Robotic helpers are not ignoring the field of oncogynecology. The first studies by Reynolds and Advincula were published in 2006, and this led to a widespread adoption of robotic hysterectomy for benign illnesses [16]. Their research looked at 16 consecutive cases where they eliminated the need for a laparotomy while still achieving the same rate of complications as traditional laparoscopic surgery.

The experience of employing robotic technologies for the surgical treatment of cervical and endometrial cancer has gained relevance in recent years. Comparing the incidence of complications following robotic versus open radical hysterectomies for cervical cancer at Brigham and Women's Hospital between August 1, 2004 and August 1, 2007, Emily M. Ko and Michael J. Muto conducted a study in 2008. The data gained indicates that there is a comparable rate of intraoperative and postoperative problems; however, robotic radical hysterectomy results in less blood loss and a shorter hospital stay [9].

A relatively new field that is quickly gaining popularity is robotic surgery. Although it has a lot of benefits, there are a few drawbacks that should be taken into account. The high expense of robotic surgery is one drawback. This is because personnel training and specific equipment are needed for these kinds of systems. Furthermore, the lack of tactile feedback in robotic surgery can be problematic for certain difficult procedures. The inability to enter the vagina is another drawback. A trocar, which is larger than conventional instruments, is needed when using a robotic surgical instrument. This may limit the surgeon's ability and cause discomfort. It is also important to note how heavy the equipment is. Specialized robots and support systems are needed for robotic surgery, and these take up a lot of room in the operating room. Small clinics with little space may find this to be an issue. An additional consideration is the time needed to assemble the robot. It may require some extra time to set up and test the robot's functionality before beginning the operation.

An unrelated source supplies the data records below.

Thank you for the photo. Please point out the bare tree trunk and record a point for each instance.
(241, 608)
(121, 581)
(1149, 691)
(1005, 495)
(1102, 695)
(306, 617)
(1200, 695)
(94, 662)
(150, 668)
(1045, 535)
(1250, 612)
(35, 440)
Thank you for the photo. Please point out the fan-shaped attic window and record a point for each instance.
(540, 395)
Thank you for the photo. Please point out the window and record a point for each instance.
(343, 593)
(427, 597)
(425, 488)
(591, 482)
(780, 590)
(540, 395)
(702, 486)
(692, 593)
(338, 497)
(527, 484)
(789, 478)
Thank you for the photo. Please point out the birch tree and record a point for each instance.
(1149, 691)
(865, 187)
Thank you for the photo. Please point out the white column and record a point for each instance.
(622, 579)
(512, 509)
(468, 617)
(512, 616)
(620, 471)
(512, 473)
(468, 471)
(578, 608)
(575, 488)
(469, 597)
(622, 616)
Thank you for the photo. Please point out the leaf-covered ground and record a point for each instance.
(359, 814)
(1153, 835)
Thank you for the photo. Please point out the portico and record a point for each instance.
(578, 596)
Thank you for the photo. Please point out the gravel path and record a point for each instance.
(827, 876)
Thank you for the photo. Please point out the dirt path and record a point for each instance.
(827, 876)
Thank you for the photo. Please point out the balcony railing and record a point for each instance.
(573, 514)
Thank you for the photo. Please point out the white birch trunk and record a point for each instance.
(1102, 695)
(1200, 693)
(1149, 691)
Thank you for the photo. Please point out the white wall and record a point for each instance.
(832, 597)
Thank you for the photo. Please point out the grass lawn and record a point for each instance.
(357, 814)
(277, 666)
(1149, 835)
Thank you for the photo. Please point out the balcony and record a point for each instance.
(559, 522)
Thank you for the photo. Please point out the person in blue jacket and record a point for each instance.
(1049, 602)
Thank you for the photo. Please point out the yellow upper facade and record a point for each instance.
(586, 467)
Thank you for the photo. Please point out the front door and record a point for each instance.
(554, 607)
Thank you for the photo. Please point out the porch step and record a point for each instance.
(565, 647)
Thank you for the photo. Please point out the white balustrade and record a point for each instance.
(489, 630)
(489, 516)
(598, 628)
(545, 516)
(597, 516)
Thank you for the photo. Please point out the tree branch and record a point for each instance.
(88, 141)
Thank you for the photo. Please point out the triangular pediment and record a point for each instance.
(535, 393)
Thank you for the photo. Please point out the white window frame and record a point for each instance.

Its inability to carry out more accurate and minimally invasive procedures is a drawback of robotic surgery. However, further efforts to remove these drawbacks and lower east cost are required for the technology to be implemented successfully.

In conclusion. One of the most common gynecological procedures, hysterectomy, has historical roots. Her narrative is entwined with the lives of well-known individuals, many of whom had doubts about other medical authorities.

The hysterectomy procedure has undergone continuous technical advancements since its inception. The operation's historically high death rate has dramatically dropped as a result of the use of anesthesia, blood transfusion techniques, antibiotics, and antiseptics. This considerably decreased the likelihood of any issues, increasing the procedure's safety.

There are currently three primary surgical methods for removing uteruses: laparoscopic, abdominal, and vaginal. Endoscopic access is gradually replacing wide laparotomy access, and robotic surgery has made it possible to perform procedures with less involvement from the physician. In the last ten years, this technology has progressed from basic mechanical devices to intricate robotic systems that are effectively employed in medical practices worldwide.